奈良公園内には、野生の雄シカ約200頭・雌シカ約800頭・子シカ約200頭、合計約1,200頭のシカが生活しており、そのシカのフンの量は年間で約300トンにもなります。このフンは、約40種ほど生息している「糞虫」と呼ばれるコガネムシ類が、餌として食べて分解しているので、公園が排泄物で埋まることはありません。糞虫が分解した後、ミミズや微生物によって土にかえり、芝生などの植物の栄養となります。その芝生などを鹿が食べるという自然循環が奈良公園では保たれています。
シカの保護施設「鹿苑 (ろくえん) 」には約300頭のシカが保護収容されており、鹿苑で集められたフンも堆肥化しています。
シカの角は雄シカ特有のもので、毎年3月頃になると自然に根元部分から脱落して新しく生え替わります。4月頃から8月頃にかけて「袋角」(ふくろづの)と呼ばれる柔らかい外皮に包まれ、中に血管が通った状態で成長します。血流によってカルシウムが沈殿し、根元から角化します。やがて8月下旬頃から全体が硬くなり、血流が止まった後、外皮が剥げ落ちてシカの角は完成します。完成した角の表面に見える溝のようなものは血管の跡です。
年令によって角の大きさや枝分かれの数も違い、雄シカの壮年期(7才~10才)では最大約60㎝にもなります。

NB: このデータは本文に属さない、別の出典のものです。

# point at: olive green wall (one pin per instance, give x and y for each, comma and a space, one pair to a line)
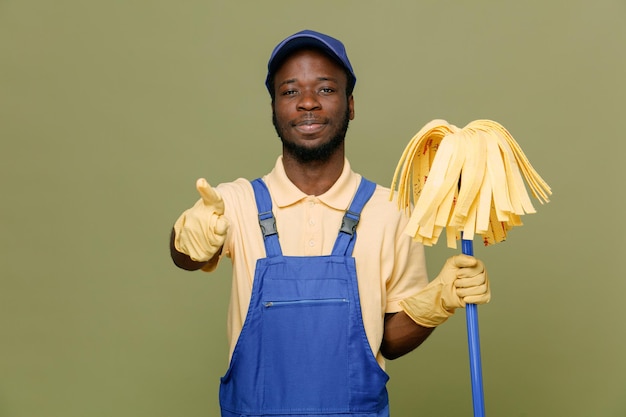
109, 111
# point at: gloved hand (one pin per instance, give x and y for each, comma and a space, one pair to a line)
462, 280
201, 230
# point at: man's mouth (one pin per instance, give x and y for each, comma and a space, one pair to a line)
310, 125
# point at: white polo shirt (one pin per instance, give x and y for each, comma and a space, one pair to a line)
390, 266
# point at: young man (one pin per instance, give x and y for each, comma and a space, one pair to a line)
325, 282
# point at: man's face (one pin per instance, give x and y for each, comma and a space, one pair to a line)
311, 111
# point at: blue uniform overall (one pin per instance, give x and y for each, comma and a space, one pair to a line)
302, 350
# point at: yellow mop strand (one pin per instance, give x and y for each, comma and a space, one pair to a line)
468, 181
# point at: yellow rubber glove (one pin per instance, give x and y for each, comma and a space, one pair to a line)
462, 280
201, 230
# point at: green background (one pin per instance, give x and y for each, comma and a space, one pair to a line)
110, 110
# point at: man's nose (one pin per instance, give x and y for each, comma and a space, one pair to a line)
308, 101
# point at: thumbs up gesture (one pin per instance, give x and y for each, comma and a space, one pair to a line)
201, 230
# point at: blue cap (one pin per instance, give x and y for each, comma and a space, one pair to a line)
308, 39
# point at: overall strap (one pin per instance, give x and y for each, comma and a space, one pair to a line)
266, 218
347, 233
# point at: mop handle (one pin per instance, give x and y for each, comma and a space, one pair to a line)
473, 340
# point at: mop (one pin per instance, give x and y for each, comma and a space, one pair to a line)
467, 181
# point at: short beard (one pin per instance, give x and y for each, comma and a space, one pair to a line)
320, 153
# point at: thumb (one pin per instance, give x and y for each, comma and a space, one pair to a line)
463, 261
210, 196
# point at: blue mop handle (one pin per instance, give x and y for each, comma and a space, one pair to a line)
473, 341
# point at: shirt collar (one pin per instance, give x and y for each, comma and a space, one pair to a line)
285, 193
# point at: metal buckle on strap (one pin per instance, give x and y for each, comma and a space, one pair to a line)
349, 222
268, 224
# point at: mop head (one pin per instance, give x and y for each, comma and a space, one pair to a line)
468, 181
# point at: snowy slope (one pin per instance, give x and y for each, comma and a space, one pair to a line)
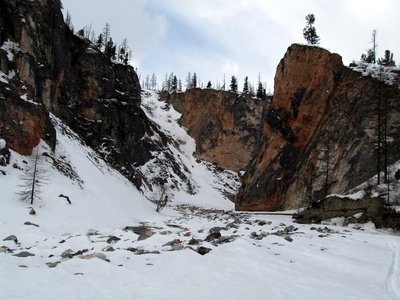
258, 256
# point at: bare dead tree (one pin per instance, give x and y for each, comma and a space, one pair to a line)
33, 179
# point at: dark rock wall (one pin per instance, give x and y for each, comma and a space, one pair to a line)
226, 126
65, 75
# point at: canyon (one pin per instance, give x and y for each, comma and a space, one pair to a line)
317, 136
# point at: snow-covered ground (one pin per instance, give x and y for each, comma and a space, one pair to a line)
84, 250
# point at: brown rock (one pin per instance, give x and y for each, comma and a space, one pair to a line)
226, 126
320, 109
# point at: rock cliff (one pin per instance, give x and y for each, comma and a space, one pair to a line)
226, 126
320, 134
48, 71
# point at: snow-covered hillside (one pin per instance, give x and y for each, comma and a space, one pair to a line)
110, 243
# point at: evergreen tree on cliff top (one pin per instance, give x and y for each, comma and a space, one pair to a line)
309, 32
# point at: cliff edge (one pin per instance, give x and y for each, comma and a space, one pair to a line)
320, 134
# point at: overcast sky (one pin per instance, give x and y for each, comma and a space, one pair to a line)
236, 37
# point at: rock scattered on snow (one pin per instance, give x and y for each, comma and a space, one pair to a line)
32, 224
113, 239
11, 238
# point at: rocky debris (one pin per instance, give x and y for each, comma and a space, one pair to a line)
113, 239
98, 255
224, 239
194, 242
144, 232
203, 250
54, 264
141, 251
11, 238
24, 254
353, 210
31, 224
213, 236
4, 249
66, 197
256, 236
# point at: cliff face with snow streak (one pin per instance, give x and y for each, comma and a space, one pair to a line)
226, 126
46, 69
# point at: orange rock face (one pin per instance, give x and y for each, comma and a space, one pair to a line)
319, 135
226, 127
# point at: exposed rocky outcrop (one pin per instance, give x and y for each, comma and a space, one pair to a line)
226, 126
352, 211
46, 69
320, 134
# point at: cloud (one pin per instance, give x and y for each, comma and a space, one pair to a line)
241, 37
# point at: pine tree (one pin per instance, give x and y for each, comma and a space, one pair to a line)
153, 82
309, 32
388, 60
246, 85
194, 80
106, 33
260, 91
174, 84
68, 21
233, 84
100, 42
33, 179
189, 81
370, 57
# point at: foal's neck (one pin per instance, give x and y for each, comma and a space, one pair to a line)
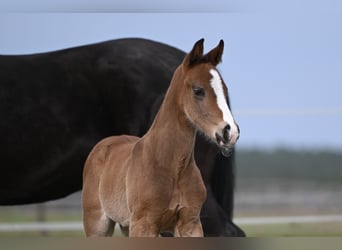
172, 136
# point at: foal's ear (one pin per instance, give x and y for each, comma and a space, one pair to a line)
215, 55
195, 54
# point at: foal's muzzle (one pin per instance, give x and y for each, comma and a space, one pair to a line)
226, 138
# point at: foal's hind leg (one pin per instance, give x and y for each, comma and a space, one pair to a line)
96, 223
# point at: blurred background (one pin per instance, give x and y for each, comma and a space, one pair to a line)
283, 67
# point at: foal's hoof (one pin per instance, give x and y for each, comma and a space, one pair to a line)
225, 151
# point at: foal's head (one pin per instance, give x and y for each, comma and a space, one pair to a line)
205, 97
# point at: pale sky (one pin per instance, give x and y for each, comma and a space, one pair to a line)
282, 61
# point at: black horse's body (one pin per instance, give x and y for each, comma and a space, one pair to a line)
55, 106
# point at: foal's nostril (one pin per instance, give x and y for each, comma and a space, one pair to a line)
225, 133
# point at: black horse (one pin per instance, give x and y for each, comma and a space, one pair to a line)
56, 106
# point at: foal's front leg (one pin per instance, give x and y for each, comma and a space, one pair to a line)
189, 223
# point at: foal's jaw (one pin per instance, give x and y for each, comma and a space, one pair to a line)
226, 136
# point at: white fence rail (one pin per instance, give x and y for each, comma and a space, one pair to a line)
77, 226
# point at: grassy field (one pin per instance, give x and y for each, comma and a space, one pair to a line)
330, 229
275, 183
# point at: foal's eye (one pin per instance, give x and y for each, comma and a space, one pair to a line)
198, 91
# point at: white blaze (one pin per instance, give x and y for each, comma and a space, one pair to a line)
216, 84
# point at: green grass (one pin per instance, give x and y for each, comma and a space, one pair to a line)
330, 229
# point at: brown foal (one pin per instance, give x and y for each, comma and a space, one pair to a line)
151, 184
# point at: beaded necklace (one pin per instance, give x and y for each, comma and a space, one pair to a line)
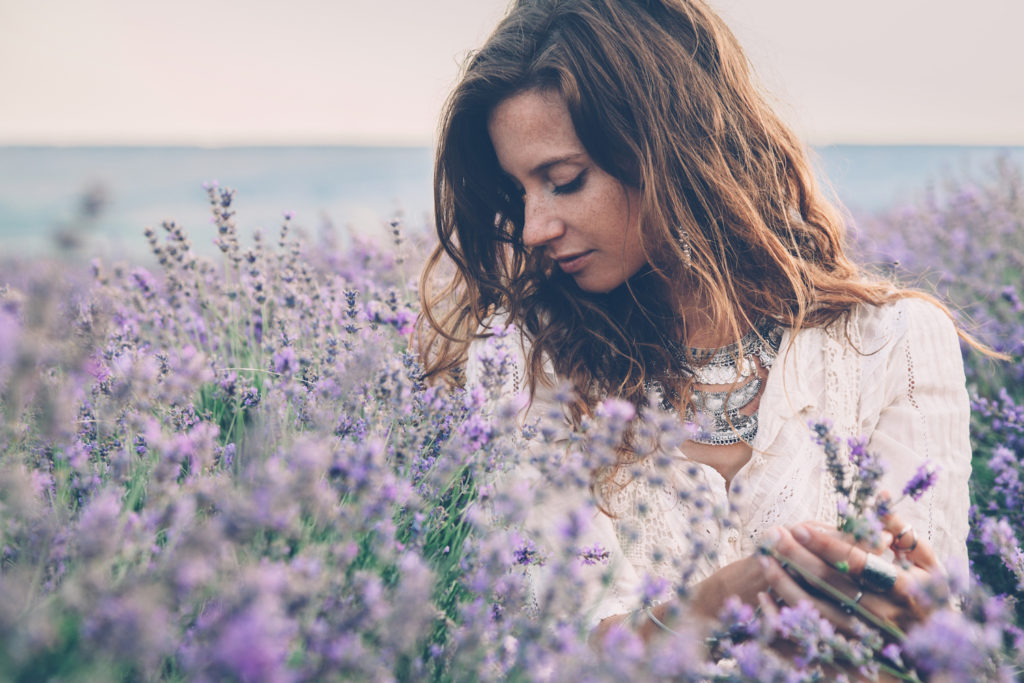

角が完成する秋は雄シカの発情期なので、奈良公園では人とのトラブルや、シカ同士が突き合ってケガをしないように奈良の鹿愛護会によって雄シカの角を切り落とします。また、毎年10月上旬には、伝統行事「鹿の角きり」も行われています。
切り落とされた角は奈良の鹿愛護会で販売しており、売上はシカの保護活動に充てられます。